梅色夜話



■蘭丸特集 その一■

◎『朝野雑載』より

 まずは、導入として家族構成なんかを……。(有名だけど)


 森三左衛門可成は、江州堅田(ごうしゅうかたた:現大津市)にて、浅井朝倉と戦ひて撃死す。
 男子四人有り。嫡子は勝蔵長一、後に武蔵守と号す。次男おらん、三男お坊、四男お力と云う。
 お蘭は才智武勇、人にこえたる者故、信長公御寵愛浅からず、十六歳の時、五万石の所領を下され、若手ながら、よろづの御談合に加へられしとなり。





 特に説明はいらないでしょう。
 しかし注目すべき点があります。男の子の蘭丸やその兄弟に対して「お〜」という愛称で呼んでいるという点です。  ↑の作者だけでなく、蘭丸は「蘭」とか「お蘭」とか呼ばれているイメージがありますよね。これについて、『南方熊楠全集』に興味深い一節を発見しました。
 それは、熊楠氏が、男色研究家・岩田準一氏に送った手紙のなかのひとつに書かれていました。

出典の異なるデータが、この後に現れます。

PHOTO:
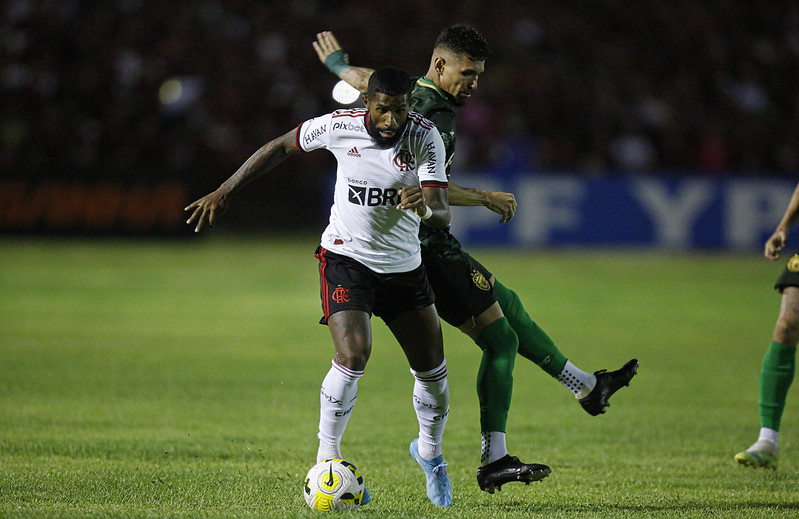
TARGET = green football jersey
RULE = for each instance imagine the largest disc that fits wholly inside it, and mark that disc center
(435, 104)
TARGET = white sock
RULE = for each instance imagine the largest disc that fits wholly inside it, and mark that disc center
(493, 447)
(576, 380)
(336, 401)
(431, 402)
(769, 435)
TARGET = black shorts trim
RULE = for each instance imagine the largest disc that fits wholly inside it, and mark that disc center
(790, 274)
(346, 284)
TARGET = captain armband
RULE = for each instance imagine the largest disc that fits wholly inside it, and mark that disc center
(336, 62)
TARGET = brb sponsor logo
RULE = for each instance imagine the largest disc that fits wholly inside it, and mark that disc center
(372, 196)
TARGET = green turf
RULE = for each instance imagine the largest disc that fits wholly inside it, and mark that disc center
(181, 379)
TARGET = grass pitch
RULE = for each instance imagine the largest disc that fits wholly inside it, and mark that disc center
(181, 379)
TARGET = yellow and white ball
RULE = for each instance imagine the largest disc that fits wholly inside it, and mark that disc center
(333, 484)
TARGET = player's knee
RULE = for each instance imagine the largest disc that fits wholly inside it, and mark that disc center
(354, 359)
(786, 331)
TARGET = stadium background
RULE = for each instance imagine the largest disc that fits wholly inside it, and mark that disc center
(115, 114)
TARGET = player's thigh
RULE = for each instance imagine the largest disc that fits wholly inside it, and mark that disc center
(461, 286)
(351, 331)
(419, 334)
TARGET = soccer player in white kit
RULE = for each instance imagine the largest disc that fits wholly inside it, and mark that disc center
(390, 178)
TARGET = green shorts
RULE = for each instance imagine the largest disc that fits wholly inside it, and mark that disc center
(790, 274)
(461, 284)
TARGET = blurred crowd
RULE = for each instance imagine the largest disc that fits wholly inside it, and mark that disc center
(144, 89)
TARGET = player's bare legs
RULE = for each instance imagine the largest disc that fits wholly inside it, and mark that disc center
(419, 334)
(352, 336)
(786, 330)
(776, 375)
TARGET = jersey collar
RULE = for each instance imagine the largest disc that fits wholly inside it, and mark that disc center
(427, 83)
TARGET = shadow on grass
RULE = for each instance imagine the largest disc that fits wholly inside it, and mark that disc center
(609, 509)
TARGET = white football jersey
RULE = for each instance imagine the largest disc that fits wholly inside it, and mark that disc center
(364, 222)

 「お――と称することは、小姓に限らず。小児また少年を愛して呼ぶときの詞らしく候。」
と始まり、また『信長公記』から
 「森乱御使にて岐阜御土蔵に……」
などという例をだして、
 「これら蘭丸を"乱"とつづめ呼びしなり。故に信長よりは"蘭"と呼び、側のものどもよりは"お蘭"と愛敬して呼びしことと察し候。」
と書いています。そして最後に、
 「すべて"お"の字を添うること、貴人の幼息や寵童を愛敬して下々より呼びしことと察し候。やがてはのろけきった主人も、その通りの称呼を使いしことと察し候。」
とまとめています。
 これらは、あくまで南方熊楠氏の考えでありますが、挙げられた例を見る限りでは、なるほどな、と思えます。「のろけきった」という表現が可笑しくていいですね〜。
 えーつまり、女性に限らず、少年の名に「お」を付けることはふつうにありえたこと、と思っていいでしょう。 高位の人に愛される美少年に対する、敬意と親しみの表れと考えられます。  お気に入りのお小姓には、是非是非「お」をつけて呼びたいものです。